To the east, in the city's industrial neighborhood, dozens of car repair shops had been converted into car bomb factories. A garage still advertising Toyota car repairs was stocked with plastic jugs filled with chemicals. Iraqi forces declared Fallujah fully liberated on Sunday, after government troops routed the remaining IS fighters from the city's north and west under the close cover of U.S.-led coalition airstrikes. The battle, which began May 22, was the latest in a string of territorial defeats for IS in Iraq over the past year. At the height of the group's power, in 2014, IS rendered nearly a third of the country out of government control, having blitzed across large swaths of the north and west and capturing Iraq's second-largest city of Mosul. Now, it's estimated to control only 14 percent of Iraqi territory, according to the office of Iraq's prime minister.

More than 500 IS fighters managed to flee Fallujah throughout the five-week offensive, an Iraqi officer told The Associated Press on Thursday. Earlier this year, more than 1,000 IS fighters were estimated to have fled the operation that retook Ramadi, the Anbar provincial capital. Coalition officials initially estimated that only 500-700 IS fighters were inside Fallujah, but once the operation began, Iraqi officers said it quickly became evident there were many more. Iraqi Lt. Gen. Abdul Wahab al-Saadi gave an estimate of around 3,000. In the face of battlefield losses, IS has in the past resorted to large-scale bombings in Baghdad and other Iraqi towns, far from the front-line fighting. In May, after IS lost the strategically important town of Hit in Anbar province, a wave of bombings in and around Baghdad killed more than 200 in a single week.

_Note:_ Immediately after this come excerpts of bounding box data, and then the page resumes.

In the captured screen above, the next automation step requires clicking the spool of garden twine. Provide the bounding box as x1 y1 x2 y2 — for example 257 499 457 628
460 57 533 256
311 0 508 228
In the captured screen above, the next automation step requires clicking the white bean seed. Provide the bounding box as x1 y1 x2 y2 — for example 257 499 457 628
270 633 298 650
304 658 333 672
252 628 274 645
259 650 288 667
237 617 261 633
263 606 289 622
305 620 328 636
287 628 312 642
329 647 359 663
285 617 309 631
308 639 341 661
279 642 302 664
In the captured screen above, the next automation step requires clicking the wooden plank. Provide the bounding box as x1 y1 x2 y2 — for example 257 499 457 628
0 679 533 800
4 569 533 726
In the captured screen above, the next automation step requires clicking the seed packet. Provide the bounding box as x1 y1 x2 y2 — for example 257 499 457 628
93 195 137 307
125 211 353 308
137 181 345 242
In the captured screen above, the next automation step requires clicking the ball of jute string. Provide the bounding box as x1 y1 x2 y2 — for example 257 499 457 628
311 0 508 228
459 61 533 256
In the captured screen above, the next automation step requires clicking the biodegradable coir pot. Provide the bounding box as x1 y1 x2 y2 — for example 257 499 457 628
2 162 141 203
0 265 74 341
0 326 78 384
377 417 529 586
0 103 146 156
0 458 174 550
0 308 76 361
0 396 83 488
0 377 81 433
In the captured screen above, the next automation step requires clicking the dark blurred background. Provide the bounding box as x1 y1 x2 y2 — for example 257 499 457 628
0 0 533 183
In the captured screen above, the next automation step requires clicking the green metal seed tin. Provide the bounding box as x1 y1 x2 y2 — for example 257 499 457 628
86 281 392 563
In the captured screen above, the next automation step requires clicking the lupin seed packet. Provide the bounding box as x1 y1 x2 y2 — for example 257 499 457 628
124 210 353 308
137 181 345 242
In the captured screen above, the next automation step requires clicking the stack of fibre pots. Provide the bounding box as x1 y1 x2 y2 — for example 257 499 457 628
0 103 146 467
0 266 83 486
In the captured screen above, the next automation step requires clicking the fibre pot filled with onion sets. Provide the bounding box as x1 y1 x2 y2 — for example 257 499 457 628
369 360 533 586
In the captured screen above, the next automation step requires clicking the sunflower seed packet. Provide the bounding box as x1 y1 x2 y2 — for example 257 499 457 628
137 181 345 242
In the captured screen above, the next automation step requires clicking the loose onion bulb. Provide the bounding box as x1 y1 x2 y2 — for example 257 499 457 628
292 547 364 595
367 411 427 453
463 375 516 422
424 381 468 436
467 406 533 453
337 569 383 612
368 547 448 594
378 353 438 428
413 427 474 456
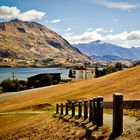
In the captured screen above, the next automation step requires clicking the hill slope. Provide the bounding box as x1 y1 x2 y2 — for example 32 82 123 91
0 20 90 66
0 66 140 112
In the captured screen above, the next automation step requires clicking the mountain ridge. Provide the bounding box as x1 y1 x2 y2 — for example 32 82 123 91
0 19 92 66
73 40 140 60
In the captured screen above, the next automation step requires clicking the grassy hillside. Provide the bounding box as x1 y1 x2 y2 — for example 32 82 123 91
0 66 140 112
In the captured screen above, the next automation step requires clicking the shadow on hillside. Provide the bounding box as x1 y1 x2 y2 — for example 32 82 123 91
54 114 111 140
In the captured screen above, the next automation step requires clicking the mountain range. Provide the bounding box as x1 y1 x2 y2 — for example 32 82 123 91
0 19 91 66
73 40 140 61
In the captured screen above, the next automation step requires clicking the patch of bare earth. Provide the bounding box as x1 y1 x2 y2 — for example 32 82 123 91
0 111 140 140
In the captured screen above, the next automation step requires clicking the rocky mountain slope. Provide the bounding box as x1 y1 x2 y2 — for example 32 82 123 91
0 19 91 66
74 40 140 61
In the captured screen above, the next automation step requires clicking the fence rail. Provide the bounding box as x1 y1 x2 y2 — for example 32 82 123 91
56 93 140 136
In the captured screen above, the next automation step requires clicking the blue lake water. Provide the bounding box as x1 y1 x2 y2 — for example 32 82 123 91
0 67 69 81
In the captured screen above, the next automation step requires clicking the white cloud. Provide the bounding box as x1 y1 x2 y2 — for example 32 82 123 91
0 6 45 21
0 6 20 19
88 0 139 10
64 28 72 32
51 19 61 23
18 10 45 21
112 19 119 23
64 28 140 47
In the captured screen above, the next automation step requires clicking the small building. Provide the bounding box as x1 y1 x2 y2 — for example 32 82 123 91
27 73 61 87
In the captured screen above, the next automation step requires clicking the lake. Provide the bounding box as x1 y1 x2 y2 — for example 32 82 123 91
0 67 69 81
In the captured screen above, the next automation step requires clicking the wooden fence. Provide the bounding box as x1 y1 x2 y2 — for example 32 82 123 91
56 93 140 136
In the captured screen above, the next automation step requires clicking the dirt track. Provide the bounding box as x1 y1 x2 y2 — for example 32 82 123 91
0 113 140 140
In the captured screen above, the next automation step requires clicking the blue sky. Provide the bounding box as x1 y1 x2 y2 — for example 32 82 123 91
0 0 140 47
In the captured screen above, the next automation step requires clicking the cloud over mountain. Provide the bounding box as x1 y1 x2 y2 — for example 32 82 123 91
0 6 45 21
64 28 140 47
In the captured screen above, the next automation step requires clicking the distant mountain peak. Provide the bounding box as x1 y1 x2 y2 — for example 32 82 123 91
0 19 92 65
74 40 140 60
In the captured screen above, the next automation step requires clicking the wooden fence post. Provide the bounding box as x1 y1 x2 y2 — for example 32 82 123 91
56 104 59 114
92 97 97 125
65 103 69 115
113 93 123 136
78 100 82 118
60 103 63 115
72 101 75 117
84 100 88 120
89 98 93 121
96 96 103 127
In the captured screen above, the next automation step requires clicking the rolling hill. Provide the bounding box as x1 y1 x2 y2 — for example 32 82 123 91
0 19 91 66
0 66 140 112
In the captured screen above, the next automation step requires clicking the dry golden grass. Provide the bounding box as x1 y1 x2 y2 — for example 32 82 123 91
0 66 140 112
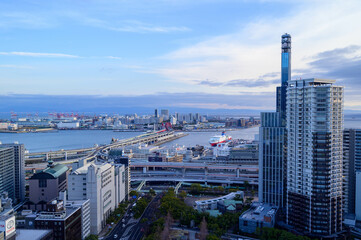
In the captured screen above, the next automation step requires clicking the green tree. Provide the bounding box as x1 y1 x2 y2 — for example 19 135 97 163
149 188 156 196
178 191 187 200
207 234 221 240
85 234 99 240
129 190 139 197
190 183 203 194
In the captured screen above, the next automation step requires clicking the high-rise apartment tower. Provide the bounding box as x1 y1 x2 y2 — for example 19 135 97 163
286 78 343 237
258 33 291 209
343 129 361 214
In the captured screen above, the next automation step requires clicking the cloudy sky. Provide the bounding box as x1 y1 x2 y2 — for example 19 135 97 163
0 0 361 110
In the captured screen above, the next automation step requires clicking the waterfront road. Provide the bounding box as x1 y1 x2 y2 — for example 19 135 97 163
105 194 161 240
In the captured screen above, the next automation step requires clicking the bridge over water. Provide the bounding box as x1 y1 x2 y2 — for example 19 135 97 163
25 131 186 164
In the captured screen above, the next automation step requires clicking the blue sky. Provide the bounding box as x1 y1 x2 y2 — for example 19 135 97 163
0 0 361 110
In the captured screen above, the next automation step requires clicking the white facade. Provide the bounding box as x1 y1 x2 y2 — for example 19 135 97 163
65 199 90 240
56 122 80 129
287 79 343 236
355 172 361 221
68 163 125 234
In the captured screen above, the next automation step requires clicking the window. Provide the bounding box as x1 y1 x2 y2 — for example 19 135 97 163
39 179 47 187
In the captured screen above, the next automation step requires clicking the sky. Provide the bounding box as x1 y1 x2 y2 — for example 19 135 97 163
0 0 361 111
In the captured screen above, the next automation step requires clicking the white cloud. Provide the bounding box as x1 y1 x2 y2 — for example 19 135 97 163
77 14 190 33
0 52 79 58
148 0 361 100
0 64 33 69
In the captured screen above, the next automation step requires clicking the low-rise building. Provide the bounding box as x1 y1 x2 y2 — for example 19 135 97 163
194 191 244 211
29 200 82 240
0 192 16 240
24 161 68 210
228 144 259 165
239 202 278 233
68 162 127 234
15 229 54 240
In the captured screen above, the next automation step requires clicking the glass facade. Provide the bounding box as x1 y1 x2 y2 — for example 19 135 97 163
259 112 285 207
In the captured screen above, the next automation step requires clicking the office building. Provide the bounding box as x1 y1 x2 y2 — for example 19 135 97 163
286 78 343 237
239 202 278 233
24 161 69 210
0 147 15 200
160 109 169 118
227 143 259 165
276 33 291 121
68 162 126 234
154 109 159 118
64 199 90 239
343 129 361 214
355 171 361 221
32 200 82 240
0 215 16 240
0 142 25 202
258 33 291 208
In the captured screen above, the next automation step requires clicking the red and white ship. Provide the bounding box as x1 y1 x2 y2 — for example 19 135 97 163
209 132 232 147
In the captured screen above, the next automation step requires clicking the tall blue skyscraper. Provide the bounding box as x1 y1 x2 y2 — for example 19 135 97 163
258 33 291 209
277 33 291 120
281 33 291 86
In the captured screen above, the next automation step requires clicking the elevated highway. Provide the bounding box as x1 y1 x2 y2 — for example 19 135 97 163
25 131 186 164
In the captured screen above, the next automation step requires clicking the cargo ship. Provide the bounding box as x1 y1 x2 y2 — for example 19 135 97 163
209 132 232 147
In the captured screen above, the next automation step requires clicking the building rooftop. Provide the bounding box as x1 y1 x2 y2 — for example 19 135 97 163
35 206 80 221
16 228 52 240
71 162 112 175
289 78 336 85
31 164 68 179
195 191 243 205
240 203 278 222
206 210 222 217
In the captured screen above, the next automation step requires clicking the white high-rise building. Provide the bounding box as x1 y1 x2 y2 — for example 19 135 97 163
286 78 343 237
68 162 127 234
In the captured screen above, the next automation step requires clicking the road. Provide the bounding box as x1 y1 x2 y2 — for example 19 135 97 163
105 194 162 240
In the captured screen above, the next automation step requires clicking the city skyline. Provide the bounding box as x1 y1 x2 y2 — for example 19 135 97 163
0 1 361 111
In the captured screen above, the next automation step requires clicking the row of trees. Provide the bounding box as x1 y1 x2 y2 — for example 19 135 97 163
257 227 311 240
160 189 241 237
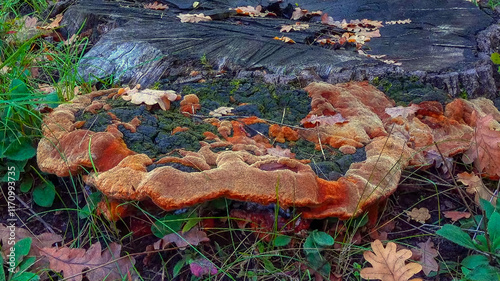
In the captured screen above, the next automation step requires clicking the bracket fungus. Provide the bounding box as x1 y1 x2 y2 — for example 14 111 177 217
37 82 500 219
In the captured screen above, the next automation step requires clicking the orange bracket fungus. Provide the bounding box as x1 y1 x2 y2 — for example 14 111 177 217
37 82 500 219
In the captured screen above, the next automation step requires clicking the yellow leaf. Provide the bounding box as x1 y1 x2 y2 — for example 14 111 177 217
361 240 422 281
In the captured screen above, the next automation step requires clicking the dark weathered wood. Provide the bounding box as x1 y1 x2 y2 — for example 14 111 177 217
64 0 499 99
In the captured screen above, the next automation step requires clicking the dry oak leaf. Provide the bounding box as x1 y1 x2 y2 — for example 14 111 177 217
177 13 212 23
280 22 309 32
443 211 471 221
40 242 135 281
143 1 168 10
462 114 500 179
38 14 63 30
412 238 439 275
122 87 181 111
457 172 496 205
300 113 347 128
405 207 431 223
385 104 420 118
234 5 276 17
208 106 234 117
385 19 411 25
273 36 295 44
360 240 422 281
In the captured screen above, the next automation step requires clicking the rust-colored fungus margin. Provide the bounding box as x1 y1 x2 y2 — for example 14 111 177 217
38 82 500 219
37 89 135 177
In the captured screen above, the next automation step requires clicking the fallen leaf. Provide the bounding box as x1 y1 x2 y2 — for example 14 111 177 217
385 19 411 25
40 242 135 281
267 145 295 158
280 22 309 32
405 207 431 223
143 1 168 10
189 258 219 277
462 114 500 179
385 104 420 118
360 240 422 281
234 5 276 17
121 87 180 111
457 172 497 205
177 13 212 23
291 7 308 20
425 150 453 174
64 34 78 46
38 14 63 30
412 238 439 275
300 113 347 125
38 84 56 94
273 36 295 44
443 211 471 221
208 106 234 117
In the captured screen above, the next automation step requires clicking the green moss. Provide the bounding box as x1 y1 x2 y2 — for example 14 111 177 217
372 76 449 106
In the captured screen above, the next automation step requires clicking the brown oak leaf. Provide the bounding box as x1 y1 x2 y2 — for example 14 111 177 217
40 242 135 281
457 172 497 205
462 114 500 179
300 113 347 125
360 240 422 281
143 1 168 10
405 207 431 223
385 19 411 25
385 104 420 118
267 145 295 158
208 106 234 117
280 22 309 32
412 238 439 275
38 14 63 30
234 5 276 17
122 87 181 110
443 211 471 221
177 13 212 23
273 36 295 44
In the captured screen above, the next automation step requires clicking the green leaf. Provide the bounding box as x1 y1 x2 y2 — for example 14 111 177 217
182 217 201 233
14 237 32 267
488 212 500 249
466 265 500 281
0 255 5 281
172 259 186 277
78 192 102 219
490 52 500 64
0 160 28 182
151 213 188 238
19 177 33 193
306 254 331 276
462 255 490 269
19 257 36 271
311 230 335 247
33 181 56 207
11 271 40 281
0 137 36 161
472 235 490 252
274 235 292 247
479 198 495 218
9 78 31 98
303 235 319 255
436 224 477 250
38 91 60 108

After declaring Fallujah IS-free, coalition and Iraqi planes attacked a series of convoys of suspected IS fighters and their families outside the city. Two convoys were hit by Iraqi and coalition airstrikes, and a third convoy, outside Ramadi, the provincial capital, was also targeted. In total, more than 200 vehicles were estimated to have been destroyed and hundreds of suspected IS fighters were thought to have been killed in the span of three days this week, according to an Iraqi officer who took part in calling in the airstrikes. Both Iraqi officers spoke on condition of anonymity because they were not authorized to discuss operational details. IS has made no statements on its Fallujah losses and the numbers could not independently be verified. There are concerns that the militants who got away will regroup.